How will you continue from here? Or, have you already found the limits of photography as a medium, and pushed those limits as far as you can? Oh gosh no, I haven’t found the limits of photography and never will. I’m only beginning. I traded my beaten up old Leica MP with a camera dealer, Duncan Meeder, for a brand new Leica M. I’ve never really worked with small format digital cameras before. The project grew like a bonfire you started from twigs, but can no longer control. After spending so much time in Congo, I feel quite removed from the person I used to be. Perhaps in good ways. But I also feel alienated from old friends and old emotions. I have very violent nightmares about it all. That’s on nights when I can actually sleep. I have suffered terrible post-traumatic stress disorder over the last six months. Personally, I know it’s time to move on.
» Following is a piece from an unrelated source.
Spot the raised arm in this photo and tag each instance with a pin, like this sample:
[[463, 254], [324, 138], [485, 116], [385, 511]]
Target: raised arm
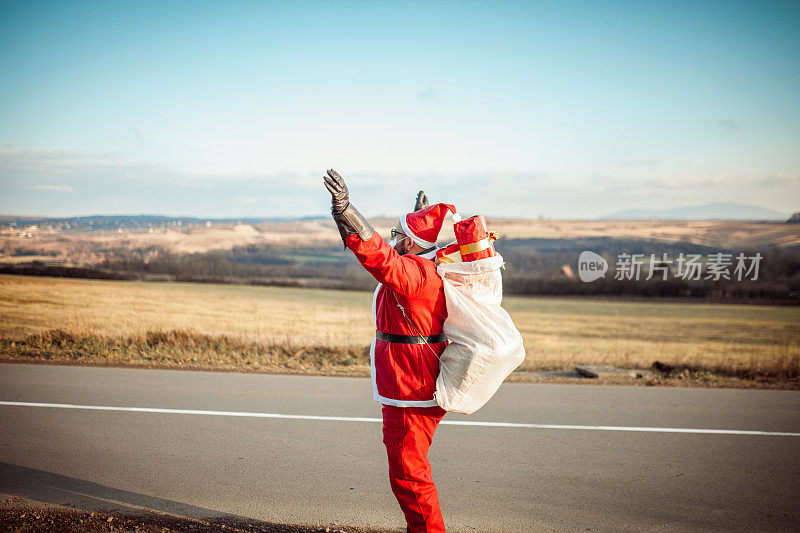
[[403, 274]]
So I’m extremely excited to start experimenting with this formidable camera.

Richard Mosse (1980, Ireland) holds an MFA in photography from Yale University School of Art and a postgraduate diploma in fine art from Goldsmiths, London. He also holds a first-class BA in English literature from King’s College London and a master’s in cultural studies from the London Consortium (ICA, AA, Tate, Birkbeck). His work has been exhibited at the Akademie der Künste, Berlin; Barbican Art Gallery, London; Kemper Museum of Contemporary Art, Kansas City; Kunsthaus Munich; Museum of Contemporary Art Chicago; Palais de Tokyo, Paris; Tate Modern, London; SFMOMA, Weatherspoon Art Museum, Greensboro. In 2011, Mosse was awarded a John Simon Guggenheim Memorial Foundation Fellowship, with a supplemental stipend from the Leon Levy Foundation. Most recently, he represented Ireland at the Venive Biennale with his multi-media presentation of The Enclave. Richard Mosse is represented by Jack Shainman Gallery, New York.